Vinte e um anos depois, na sala de uma universidade pública federal, deparo com os semblantes de indignação de estudantes negros com o dedo indicador que faz perguntas. O ensinamento do menino que nunca mais vi fez todo sentido. “Você costuma perguntar para todas as pessoas se elas conhecem determinados autores?”

No Brasil, 0,4% das professoras em programas de pós-graduação são mulheres negras. A educação pública precisa de respostas imediatas.

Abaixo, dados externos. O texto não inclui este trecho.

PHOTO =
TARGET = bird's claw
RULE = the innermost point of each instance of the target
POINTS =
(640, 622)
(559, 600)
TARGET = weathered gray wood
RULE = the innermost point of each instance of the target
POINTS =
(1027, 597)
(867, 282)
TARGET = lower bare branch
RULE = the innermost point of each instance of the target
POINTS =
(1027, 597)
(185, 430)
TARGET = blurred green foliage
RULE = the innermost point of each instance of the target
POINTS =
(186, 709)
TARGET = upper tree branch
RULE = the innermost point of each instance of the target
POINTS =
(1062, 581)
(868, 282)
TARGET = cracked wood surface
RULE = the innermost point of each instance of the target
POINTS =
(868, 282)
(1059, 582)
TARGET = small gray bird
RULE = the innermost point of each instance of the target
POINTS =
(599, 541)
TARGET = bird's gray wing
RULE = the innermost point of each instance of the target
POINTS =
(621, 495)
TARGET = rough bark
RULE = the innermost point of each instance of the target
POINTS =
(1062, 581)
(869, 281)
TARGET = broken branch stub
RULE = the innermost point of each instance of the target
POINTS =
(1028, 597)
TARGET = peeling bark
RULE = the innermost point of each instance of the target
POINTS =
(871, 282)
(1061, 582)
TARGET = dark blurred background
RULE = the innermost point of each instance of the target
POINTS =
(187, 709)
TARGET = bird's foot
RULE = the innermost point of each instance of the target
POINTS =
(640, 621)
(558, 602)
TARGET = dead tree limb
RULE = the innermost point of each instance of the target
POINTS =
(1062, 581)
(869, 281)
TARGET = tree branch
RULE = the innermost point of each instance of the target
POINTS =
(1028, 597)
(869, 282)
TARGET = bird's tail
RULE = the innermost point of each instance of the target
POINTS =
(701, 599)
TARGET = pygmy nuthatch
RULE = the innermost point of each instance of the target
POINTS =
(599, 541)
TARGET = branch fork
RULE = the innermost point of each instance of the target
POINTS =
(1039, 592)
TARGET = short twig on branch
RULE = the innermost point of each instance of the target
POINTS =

Giovana Xavier é professora da Faculdade de Educação da UFRJ. Formada em história, tem mestrado, doutorado e pós-doutorado, por UFRJ, UFF, Unicamp e New York University. É idealizadora do Grupo de Estudos e Pesquisas Intelectuais Negras. Em 2017, organizou o catálogo “Intelectuais Negras Visíveis”, que elenca 181 profissionais mulheres negras de diversas áreas em todo o Brasil. Ela escreve quinzenalmente às terças-feiras.